Other aspects of the operation seemed rather odd to Mr Palmer. "At first we were very cagey about even trying to tail him because we were told his wife had actually bragged to him he was under surveillance, which wasn't very clever. He was clearly clued up and he was always looking around in his chauffeur driven car. Some Cubans who had befriended me told me there were a lot of plain clothes police around. I was starting to get worried."
On 23 September, the team returned to England for a break. Mr Palmer said he had a row over money with Mr Lodge and decided to stay on. His place was taken by a local operator and Mr Lodge wanted another Spanish speaker on the team. That was the last time Mr Palmer was to see his colleagues.
On the afternoon of 8 October, the team was engaged in the now familiar routine of trailing Mr Nahmad when the hunters suddenly became the quarry. Out of a dusty side street came other cars with police officers in them. The arrest was swift, and as the protesting private eyes were being driven away, others, including "Mike's girlfriend" were being picked up at a nearby hotel.
Two days later the Cuban authorities informed the British embassy they were holding the Britons for carrying out illegal surveillance. British diplomats were refused permission to see them. What exactly, Mr Lodge and his team were doing is still not entirely clear.

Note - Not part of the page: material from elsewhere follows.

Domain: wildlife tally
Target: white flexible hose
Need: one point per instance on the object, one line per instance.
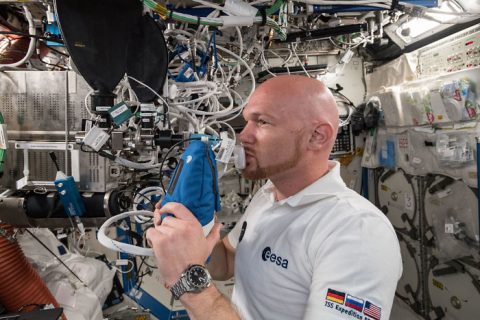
(120, 246)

Colleagues in the world of private investigations are astonished that he should take five Englishmen to an alien scene to carry out marital surveillance.
Gavin Robertson, of Robertson & Co, a highly respected former Scotland Yard detective superintendent who arrested Charlie Kray and the Heinz babyfood poisoner Rodney Whichello, said : "This is very odd, on a situation like this we would always use local operatives who know the scene and the culture of the place."
Peter Heims, a spokesman for the Association of British Investigators, said he personally would not have taken a job in Cuba but reckoned the assignment could have been worth more than £50,000 to SIP.
Mr Heims said: "If I had been instructed in a case like this I would not have touched it with a barge pole. Cuba is a police state. There are no such things as private investigators in Cuba." A colleague who had known Mr Lodge for a long time said: "Ken used to specialise in snatches, snatching kids who had been illegally taken away etc. This looks like a classic snatch set-up to me, you often would not get locals to take part in snatches."